Koepka started the day in a four-way tie for 1st place at three over par for the previous three rounds. He was playing in the next to last twosome with his workout mate Dustin Johnson, who had led by four strokes after two rounds. Johnson won this tournament two years ago, and, of course, Koepka was defending champion. Koepka got to two under par today, thus one over par for the tournament. He maintained that position or even par for the tournament much of the back nine, thus leading the tournament.
Like yesterday, #1 player in the world Dustin Johnson couldn’t buy a putt. For the two days he had six three-putt greens. He must have used up all of his good putting during his first two rounds.
Current Masters champ Patrick Reed got a hot start toward getting a second leg of the coveted and illusive Grand Slam (winning four majors in the same year, which has never been done). He birdied the first three holes and was five under par after seven holes on today’s round. But he faltered on the back nine.
The determining factor in Koepka’s win today was that during the treacherous 11th through 14th holes, three times he got the ball up-and-down (two strokes) from difficult spots near the greens by making sizable one-putts. Still, a TV commentator said Brooks Koepka’s tournament stats this week showed he was first in driving distance and accuracy plus he was second in greens-in-regulation. The cream has been coming to the top in the U.S. Open.My long-shot pick was friendly, tall, and skinny Tony Finau, who has won only one tournament on the PGA Tour. In his stance, he stands so close to the ball that the only time you stand closer than that is in dancing. After shooting a 66 yesterday to tie for the lead, he had five birdies today but double bogeyed the last hole. That hurt his paycheck big time.

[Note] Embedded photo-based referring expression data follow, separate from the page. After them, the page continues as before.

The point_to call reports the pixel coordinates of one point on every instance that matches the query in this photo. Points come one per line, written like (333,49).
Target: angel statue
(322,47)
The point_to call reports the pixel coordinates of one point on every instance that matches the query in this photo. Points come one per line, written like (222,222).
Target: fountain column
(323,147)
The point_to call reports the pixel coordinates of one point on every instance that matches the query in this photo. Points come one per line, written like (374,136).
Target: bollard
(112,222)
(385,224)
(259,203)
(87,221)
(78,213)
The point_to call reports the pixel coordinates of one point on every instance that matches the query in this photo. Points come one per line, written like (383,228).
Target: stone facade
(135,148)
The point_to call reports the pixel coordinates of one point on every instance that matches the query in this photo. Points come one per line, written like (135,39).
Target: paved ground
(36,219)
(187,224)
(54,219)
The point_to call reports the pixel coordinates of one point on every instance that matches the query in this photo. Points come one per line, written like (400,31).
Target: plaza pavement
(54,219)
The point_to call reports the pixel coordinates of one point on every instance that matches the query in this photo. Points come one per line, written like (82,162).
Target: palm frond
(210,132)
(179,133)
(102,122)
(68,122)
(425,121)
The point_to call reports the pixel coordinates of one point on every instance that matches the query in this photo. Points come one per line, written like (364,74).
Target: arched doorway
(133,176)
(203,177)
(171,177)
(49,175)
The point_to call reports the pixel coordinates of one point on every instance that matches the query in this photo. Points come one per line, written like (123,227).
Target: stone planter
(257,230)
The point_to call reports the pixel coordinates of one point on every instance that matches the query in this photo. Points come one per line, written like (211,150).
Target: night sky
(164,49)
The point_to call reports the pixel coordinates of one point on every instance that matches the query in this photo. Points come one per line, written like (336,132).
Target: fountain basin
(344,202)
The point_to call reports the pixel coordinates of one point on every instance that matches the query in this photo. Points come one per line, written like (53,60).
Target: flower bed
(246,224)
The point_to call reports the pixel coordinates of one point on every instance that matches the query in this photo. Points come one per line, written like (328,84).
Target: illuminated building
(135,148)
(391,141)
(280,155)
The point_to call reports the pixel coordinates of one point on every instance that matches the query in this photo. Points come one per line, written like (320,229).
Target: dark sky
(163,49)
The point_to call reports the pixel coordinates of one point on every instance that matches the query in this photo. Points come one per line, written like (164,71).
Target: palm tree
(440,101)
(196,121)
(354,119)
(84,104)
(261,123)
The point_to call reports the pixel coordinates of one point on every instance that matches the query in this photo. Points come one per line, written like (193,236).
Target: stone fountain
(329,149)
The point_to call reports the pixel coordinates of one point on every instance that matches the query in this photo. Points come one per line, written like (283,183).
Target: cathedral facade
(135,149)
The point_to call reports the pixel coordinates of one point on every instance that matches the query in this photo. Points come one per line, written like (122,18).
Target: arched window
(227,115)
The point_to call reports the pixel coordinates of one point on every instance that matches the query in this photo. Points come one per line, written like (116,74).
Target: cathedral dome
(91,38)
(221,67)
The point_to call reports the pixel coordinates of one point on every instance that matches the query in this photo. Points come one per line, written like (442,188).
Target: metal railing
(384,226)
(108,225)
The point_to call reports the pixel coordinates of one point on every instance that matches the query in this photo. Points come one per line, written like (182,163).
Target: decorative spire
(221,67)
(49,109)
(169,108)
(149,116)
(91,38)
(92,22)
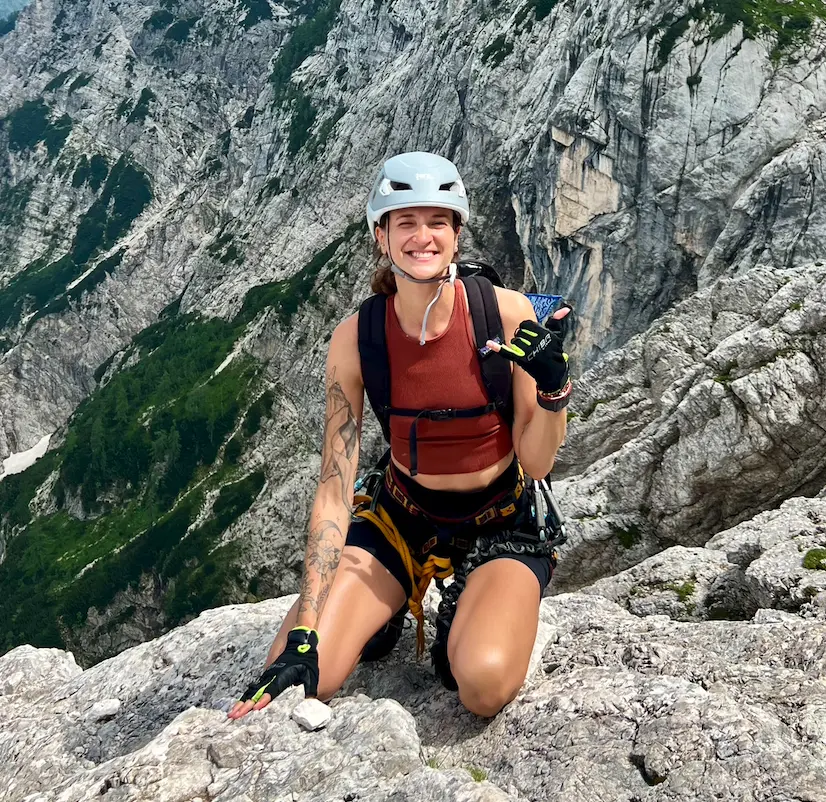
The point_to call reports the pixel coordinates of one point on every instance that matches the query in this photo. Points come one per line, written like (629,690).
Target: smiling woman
(464,428)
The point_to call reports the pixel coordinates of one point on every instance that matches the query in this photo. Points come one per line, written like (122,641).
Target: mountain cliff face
(181,194)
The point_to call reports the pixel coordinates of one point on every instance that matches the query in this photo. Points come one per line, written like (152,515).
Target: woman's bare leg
(492,635)
(363,598)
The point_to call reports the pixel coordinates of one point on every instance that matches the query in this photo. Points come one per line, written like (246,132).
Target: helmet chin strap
(449,278)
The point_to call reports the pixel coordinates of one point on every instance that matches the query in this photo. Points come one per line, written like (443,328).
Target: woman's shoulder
(346,333)
(513,306)
(344,347)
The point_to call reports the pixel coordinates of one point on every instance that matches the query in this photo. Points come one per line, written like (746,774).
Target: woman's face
(422,240)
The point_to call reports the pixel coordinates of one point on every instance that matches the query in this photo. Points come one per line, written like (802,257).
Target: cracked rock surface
(625,701)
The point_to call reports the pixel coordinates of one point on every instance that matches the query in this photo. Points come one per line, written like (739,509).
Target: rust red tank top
(443,373)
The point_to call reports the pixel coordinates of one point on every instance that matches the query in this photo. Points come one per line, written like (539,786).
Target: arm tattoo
(340,439)
(322,558)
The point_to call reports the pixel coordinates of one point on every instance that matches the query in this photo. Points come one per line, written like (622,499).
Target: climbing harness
(546,531)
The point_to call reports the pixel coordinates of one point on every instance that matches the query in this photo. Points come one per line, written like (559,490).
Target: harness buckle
(488,515)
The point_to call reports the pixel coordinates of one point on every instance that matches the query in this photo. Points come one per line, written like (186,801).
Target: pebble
(312,714)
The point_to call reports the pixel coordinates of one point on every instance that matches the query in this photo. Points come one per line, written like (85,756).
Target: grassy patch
(125,194)
(92,171)
(684,592)
(786,25)
(539,8)
(7,24)
(628,536)
(815,560)
(287,295)
(303,117)
(257,10)
(31,124)
(141,109)
(179,31)
(497,51)
(319,141)
(82,80)
(160,19)
(140,456)
(306,37)
(57,81)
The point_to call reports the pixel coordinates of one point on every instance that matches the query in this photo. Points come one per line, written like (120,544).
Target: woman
(442,473)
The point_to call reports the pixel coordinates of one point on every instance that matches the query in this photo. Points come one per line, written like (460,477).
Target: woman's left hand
(538,350)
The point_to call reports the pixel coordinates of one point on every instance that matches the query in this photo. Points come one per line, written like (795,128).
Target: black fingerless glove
(538,351)
(296,665)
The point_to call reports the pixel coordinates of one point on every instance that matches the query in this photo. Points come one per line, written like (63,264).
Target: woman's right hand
(296,665)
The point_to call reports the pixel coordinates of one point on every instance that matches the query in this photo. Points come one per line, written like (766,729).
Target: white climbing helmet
(416,179)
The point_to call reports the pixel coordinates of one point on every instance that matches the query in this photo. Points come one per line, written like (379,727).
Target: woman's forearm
(325,543)
(540,441)
(333,503)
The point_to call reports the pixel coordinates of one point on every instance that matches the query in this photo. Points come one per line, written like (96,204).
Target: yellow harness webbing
(420,575)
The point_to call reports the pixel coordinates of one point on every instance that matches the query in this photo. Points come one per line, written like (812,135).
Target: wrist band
(554,402)
(558,394)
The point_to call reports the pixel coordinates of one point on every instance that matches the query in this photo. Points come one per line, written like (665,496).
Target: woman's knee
(487,681)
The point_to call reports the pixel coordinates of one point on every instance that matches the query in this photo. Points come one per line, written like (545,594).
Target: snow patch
(16,463)
(224,363)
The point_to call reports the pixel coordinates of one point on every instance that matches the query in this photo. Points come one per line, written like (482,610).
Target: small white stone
(312,714)
(11,684)
(106,708)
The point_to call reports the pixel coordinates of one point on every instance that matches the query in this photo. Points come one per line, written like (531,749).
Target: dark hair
(383,281)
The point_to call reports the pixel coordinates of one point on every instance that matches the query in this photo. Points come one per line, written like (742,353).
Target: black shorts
(420,530)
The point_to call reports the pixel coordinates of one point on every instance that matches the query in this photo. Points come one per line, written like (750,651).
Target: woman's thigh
(494,629)
(363,598)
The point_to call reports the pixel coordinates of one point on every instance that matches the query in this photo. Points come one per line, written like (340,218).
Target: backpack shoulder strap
(375,363)
(487,325)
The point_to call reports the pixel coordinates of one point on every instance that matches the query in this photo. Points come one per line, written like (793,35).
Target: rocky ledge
(635,693)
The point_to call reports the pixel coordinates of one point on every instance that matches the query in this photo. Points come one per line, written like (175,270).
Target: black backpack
(479,280)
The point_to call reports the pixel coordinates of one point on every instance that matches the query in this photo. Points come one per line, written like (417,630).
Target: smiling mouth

The low finishers were as follows: Koepka +1, Fleetwood +2, Johnson +3, Reed +4, and Finau +5.
Yesterday, I blogged about Phil Mickelson’s Meltdown on the 13th green yesterday. He putted his ball and then ran over and hit the ball while it was running off the green. That is a two stroke penalty for hitting a moving ball. But there was a question about whether or not he should have been disqualified. He obviously did it because he was frustrated with U.S.G.A. officials regarding some of the pin placements. After much criticism about this course setup from some players, at the end of the day the officials admitted that they had made a “mulligan,” meaning they should have done better, yet that is not really the right meaning of that word.
It was an exciting tournament. Brooks Koepka is becoming a superstar golfer. In both of his U.S. Open wins, he played some magnificent golf down the stretch, meaning the back nine on Sunday. Keopka plays golf like he’s got no nerves whatsoever, like a robot. Yet he’s having fun doing it. “Pretty amazing stuff” as Johnny Miller would say.